New UN study examines hunger severity within Nepal

19 August 2009

Hunger rates are most severe in the western regions of Nepal, which already ranks near the bottom of the global hunger index, according to a new report by the United Nations World Food Programme (WFP), which is examining food insecurity levels within the South Asian nation.

Hunger rates are most severe in the western regions of Nepal, which already ranks near the bottom of the global hunger index, according to a new report by the United Nations World Food Programme (WFP), which is examining food insecurity levels within the South Asian nation.

According to the global hunger index (GHI) developed by the non-governmental organization (NGO) known as the International Food Policy Research Institute (IFPRI), Nepal ties with Laos for 57th out of 88 countries, with a score of 20.6. Countries with levels under five, such as those in Western Europe, are considered to have low levels of hunger and are not included in the rankings.

The new WFP study found that levels were close to or topped 30 in the Far- and Mid-Western Hill and Mountain regions of Nepal, “pointing to an extremely alarming situation.”

In particular, the score of 40.17 for the Mid-Western Mountain area is only slightly better than the 42.7 level for the Democratic Republic of the Congo (DRC), which has the worst GHI in the world.

Most of the country's 15 sub-regions fall within the alarming category, and none are categorized as either moderate or low-hunger. “This underscores the seriousness of the food security situation in Nepal,” WFP said.

The assessment pointed to undernourishment, high percentages of underweight children, poverty, economic activity, agricultural productivity and access to health services driving hunger scores down.

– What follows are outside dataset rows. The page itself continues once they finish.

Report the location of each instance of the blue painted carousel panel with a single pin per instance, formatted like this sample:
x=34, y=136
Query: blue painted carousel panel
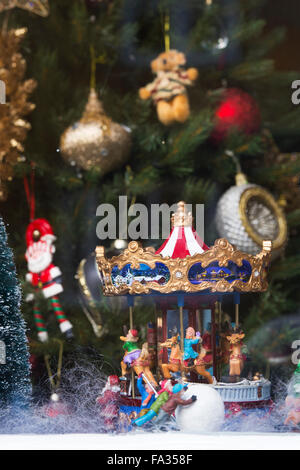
x=214, y=273
x=144, y=274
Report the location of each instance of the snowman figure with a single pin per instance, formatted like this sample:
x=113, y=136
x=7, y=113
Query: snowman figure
x=44, y=276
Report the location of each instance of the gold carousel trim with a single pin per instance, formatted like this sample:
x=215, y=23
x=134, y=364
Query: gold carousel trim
x=222, y=252
x=260, y=193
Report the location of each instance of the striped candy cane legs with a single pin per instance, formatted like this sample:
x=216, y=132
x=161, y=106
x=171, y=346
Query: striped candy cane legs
x=64, y=324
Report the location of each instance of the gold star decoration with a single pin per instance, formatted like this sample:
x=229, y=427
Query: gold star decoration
x=39, y=7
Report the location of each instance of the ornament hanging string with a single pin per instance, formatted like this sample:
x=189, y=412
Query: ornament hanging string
x=55, y=382
x=101, y=59
x=30, y=196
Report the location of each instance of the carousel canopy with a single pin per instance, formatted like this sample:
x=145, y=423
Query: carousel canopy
x=183, y=239
x=184, y=264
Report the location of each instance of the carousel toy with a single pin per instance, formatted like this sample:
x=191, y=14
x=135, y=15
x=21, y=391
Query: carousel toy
x=194, y=279
x=292, y=401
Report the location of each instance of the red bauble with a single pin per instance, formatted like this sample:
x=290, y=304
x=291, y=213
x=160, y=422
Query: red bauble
x=238, y=111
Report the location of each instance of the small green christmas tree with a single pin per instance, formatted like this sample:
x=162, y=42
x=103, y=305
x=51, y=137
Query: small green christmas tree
x=15, y=386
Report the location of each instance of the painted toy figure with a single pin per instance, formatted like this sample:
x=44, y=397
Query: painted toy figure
x=136, y=358
x=109, y=401
x=132, y=350
x=197, y=364
x=56, y=407
x=167, y=410
x=44, y=276
x=191, y=339
x=163, y=395
x=236, y=360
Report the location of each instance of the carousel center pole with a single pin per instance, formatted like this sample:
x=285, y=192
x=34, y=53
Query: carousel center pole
x=237, y=304
x=130, y=305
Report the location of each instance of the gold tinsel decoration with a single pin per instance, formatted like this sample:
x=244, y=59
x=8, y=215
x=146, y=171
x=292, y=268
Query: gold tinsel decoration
x=95, y=141
x=13, y=126
x=39, y=7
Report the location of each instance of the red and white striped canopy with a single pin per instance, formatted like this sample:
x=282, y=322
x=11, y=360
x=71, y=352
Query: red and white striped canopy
x=183, y=239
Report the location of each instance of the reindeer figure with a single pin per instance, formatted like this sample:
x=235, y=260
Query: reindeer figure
x=175, y=359
x=236, y=360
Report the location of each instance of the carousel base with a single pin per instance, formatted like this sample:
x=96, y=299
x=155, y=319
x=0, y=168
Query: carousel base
x=245, y=391
x=242, y=396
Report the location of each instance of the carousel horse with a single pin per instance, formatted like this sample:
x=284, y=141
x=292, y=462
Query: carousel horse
x=136, y=359
x=236, y=360
x=175, y=363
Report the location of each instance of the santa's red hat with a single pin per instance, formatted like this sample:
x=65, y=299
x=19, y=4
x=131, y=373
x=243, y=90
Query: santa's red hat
x=41, y=225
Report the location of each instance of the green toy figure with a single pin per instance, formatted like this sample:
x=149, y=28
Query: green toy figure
x=163, y=396
x=167, y=410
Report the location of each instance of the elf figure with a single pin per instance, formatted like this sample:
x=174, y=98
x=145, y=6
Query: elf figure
x=44, y=276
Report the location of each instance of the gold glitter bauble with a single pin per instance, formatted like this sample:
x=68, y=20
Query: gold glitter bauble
x=39, y=7
x=95, y=140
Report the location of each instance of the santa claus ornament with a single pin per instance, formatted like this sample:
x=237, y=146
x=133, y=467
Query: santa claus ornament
x=44, y=276
x=237, y=111
x=168, y=90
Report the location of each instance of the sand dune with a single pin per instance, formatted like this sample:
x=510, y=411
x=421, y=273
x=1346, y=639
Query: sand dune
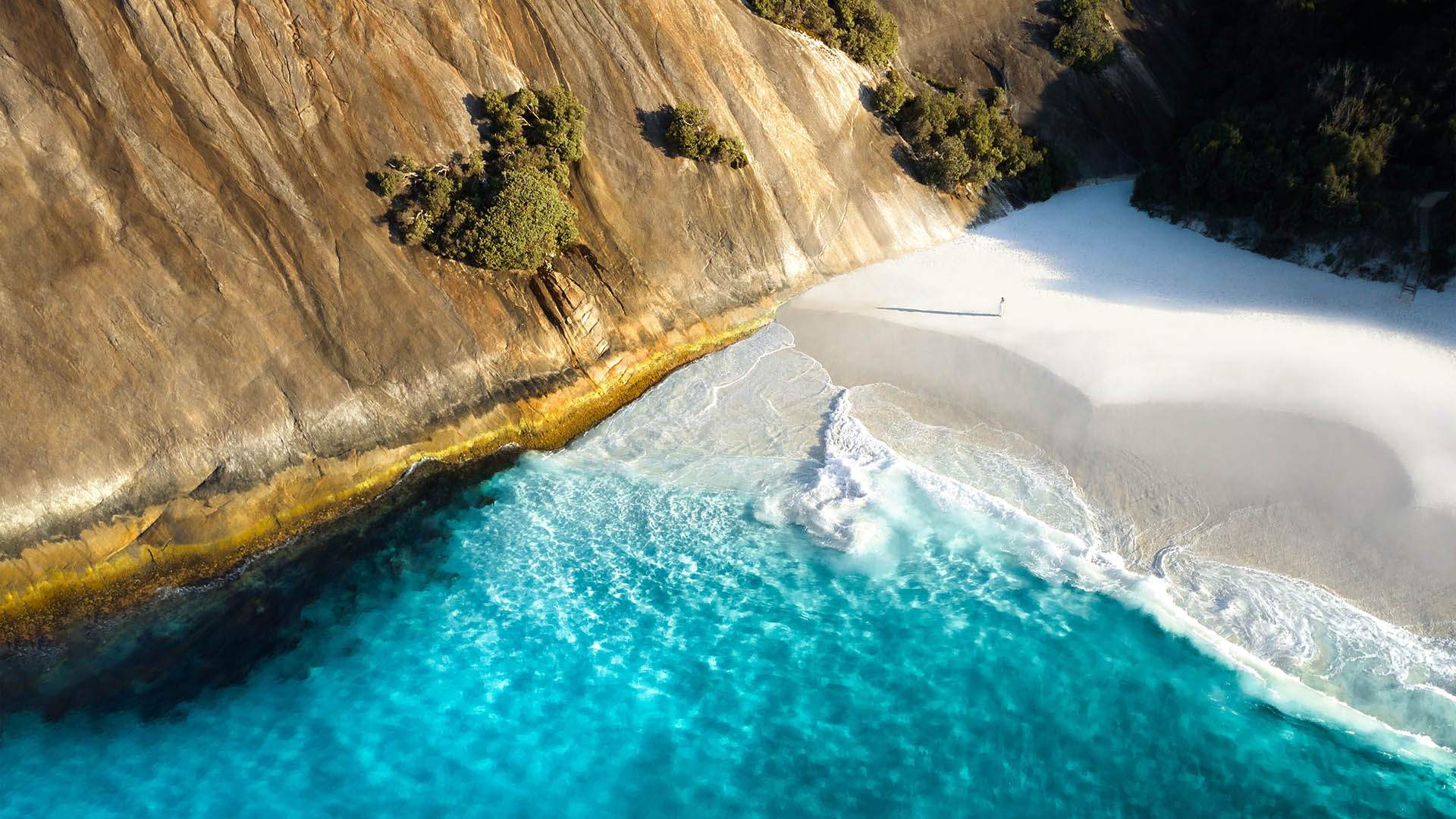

While boosting economic growth is urgently needed, that alone is not enough, WFP warned.

“There is an urgent need to invest solidly in direct nutrition interventions to address the huge issue of child malnutrition,” the agency stressed. “This includes investing in the health sector, increasing nutritional awareness, improving behavioural practices such as hand washing, breast feeding and water treatment, and providing access to proper sanitation facilities to rural populations.”